Thursday, April 26, 2007

Ring-necked Pheasant Restoration in Minnesota

A long-range pheasant plan (.pdf) approved by the Minnesota Department of Natural Resources in 2005 “describes strategies to achieve a pheasant harvest of 450,000 roosters [25 percent above the 1987-2000 average] primarily by capitalizing on a suite of well-funded farm programs available through 2008.”

Pheasant harvests since 1964 have averaged 65-75 percent lower than during the peak years of 1931-1964 (see below). The reason for the decline and failed recovery is attributed to severe winter weather in the mid-1960s followed by dramatic changes in land use that reduced the availability of food and cover for pheasants.

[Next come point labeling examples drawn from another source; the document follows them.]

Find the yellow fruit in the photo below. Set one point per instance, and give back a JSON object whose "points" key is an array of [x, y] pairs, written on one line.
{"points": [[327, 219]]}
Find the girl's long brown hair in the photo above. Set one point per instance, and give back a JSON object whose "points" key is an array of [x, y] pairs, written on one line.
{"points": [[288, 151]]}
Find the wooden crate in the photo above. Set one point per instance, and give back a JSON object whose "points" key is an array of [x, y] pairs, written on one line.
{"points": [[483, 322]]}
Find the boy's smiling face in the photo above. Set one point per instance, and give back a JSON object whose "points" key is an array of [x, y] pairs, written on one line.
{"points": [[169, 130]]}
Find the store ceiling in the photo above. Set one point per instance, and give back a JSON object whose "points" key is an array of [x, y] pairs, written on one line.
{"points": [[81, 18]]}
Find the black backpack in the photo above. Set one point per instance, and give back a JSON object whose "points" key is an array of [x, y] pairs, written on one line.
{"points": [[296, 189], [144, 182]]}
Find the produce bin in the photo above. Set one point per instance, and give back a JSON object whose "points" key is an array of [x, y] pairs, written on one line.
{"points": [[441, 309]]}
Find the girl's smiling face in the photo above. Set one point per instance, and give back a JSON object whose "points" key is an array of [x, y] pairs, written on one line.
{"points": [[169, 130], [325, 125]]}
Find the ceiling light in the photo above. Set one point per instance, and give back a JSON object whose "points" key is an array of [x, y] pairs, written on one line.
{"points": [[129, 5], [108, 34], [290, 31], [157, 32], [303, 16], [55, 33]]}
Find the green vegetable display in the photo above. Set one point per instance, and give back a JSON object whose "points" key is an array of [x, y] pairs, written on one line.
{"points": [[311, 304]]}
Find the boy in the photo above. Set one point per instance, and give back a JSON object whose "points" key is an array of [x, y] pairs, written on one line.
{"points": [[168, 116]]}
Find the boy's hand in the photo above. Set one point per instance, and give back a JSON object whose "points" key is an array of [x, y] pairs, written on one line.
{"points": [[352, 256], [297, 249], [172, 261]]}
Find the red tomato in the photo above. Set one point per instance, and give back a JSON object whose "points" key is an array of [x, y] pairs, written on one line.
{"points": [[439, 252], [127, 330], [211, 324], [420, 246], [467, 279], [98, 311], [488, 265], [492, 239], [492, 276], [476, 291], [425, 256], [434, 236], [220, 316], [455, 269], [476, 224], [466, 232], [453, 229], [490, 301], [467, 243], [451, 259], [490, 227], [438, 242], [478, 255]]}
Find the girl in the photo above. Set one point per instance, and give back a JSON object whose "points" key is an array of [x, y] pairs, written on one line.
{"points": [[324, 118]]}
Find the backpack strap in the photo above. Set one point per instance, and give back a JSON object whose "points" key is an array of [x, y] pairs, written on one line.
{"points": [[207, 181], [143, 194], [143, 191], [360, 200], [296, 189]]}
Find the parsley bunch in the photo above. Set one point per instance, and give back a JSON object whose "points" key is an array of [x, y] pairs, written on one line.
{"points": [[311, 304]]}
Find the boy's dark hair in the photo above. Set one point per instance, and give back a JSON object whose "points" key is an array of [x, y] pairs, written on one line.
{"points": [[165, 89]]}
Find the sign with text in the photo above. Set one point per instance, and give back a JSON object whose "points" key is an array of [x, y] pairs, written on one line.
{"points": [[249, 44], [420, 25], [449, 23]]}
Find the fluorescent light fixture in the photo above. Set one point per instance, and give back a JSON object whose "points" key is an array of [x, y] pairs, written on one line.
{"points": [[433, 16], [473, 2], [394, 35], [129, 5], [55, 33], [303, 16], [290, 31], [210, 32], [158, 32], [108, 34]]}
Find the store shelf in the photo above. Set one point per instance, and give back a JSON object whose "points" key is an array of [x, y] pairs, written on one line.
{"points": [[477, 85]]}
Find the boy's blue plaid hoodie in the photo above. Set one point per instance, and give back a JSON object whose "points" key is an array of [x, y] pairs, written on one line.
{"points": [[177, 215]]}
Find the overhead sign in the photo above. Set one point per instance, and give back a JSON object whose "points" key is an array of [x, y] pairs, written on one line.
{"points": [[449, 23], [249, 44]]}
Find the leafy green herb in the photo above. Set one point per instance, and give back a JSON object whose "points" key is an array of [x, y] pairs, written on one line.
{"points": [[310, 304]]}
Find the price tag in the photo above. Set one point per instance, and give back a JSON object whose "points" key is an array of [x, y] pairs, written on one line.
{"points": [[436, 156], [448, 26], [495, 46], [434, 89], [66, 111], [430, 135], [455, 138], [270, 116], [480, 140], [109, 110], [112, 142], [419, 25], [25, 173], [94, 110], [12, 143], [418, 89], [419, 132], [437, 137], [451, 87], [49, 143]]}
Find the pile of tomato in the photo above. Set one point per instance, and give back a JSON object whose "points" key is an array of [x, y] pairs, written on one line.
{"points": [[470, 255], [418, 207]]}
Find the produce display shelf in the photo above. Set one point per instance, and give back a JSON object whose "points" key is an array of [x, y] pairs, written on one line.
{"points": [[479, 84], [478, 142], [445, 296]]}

Selected excerpts from the plan:
Pheasants were first stocked in Minnesota in 1905, but none of the released birds survived. A self-sustaining population was established in 1916-18 after 4,000 adults were released and another 6,000 eggs were given to farmers and hunters interested in rearing pheasants.

By 1922, pheasants had been released in 78 of the state’s 87 counties, and the population was growing rapidly. The altered prairie landscape that was too intensively farmed for sharp-tailed grouse and prairie chickens proved ideal for ring-necked pheasants.

In 1931, less than 15 years after releases of a few thousand birds, the fall pheasant population in Minnesota yielded a harvest of 1 million roosters (estimated population of over 4 million pheasants), and harvest averaged that level through 1964.
Figure 1 (p. 3) shows trends in pheasant harvest, 1924-2000, and Figure 2 (p. 12) shows the distribution of pheasants in Minnesota as of 2003.

Citation: Minnesota Department of Natural Resources. 2005 (March 8). Long range plan for the Ring-necked Pheasant in Minnesota. 24 pp.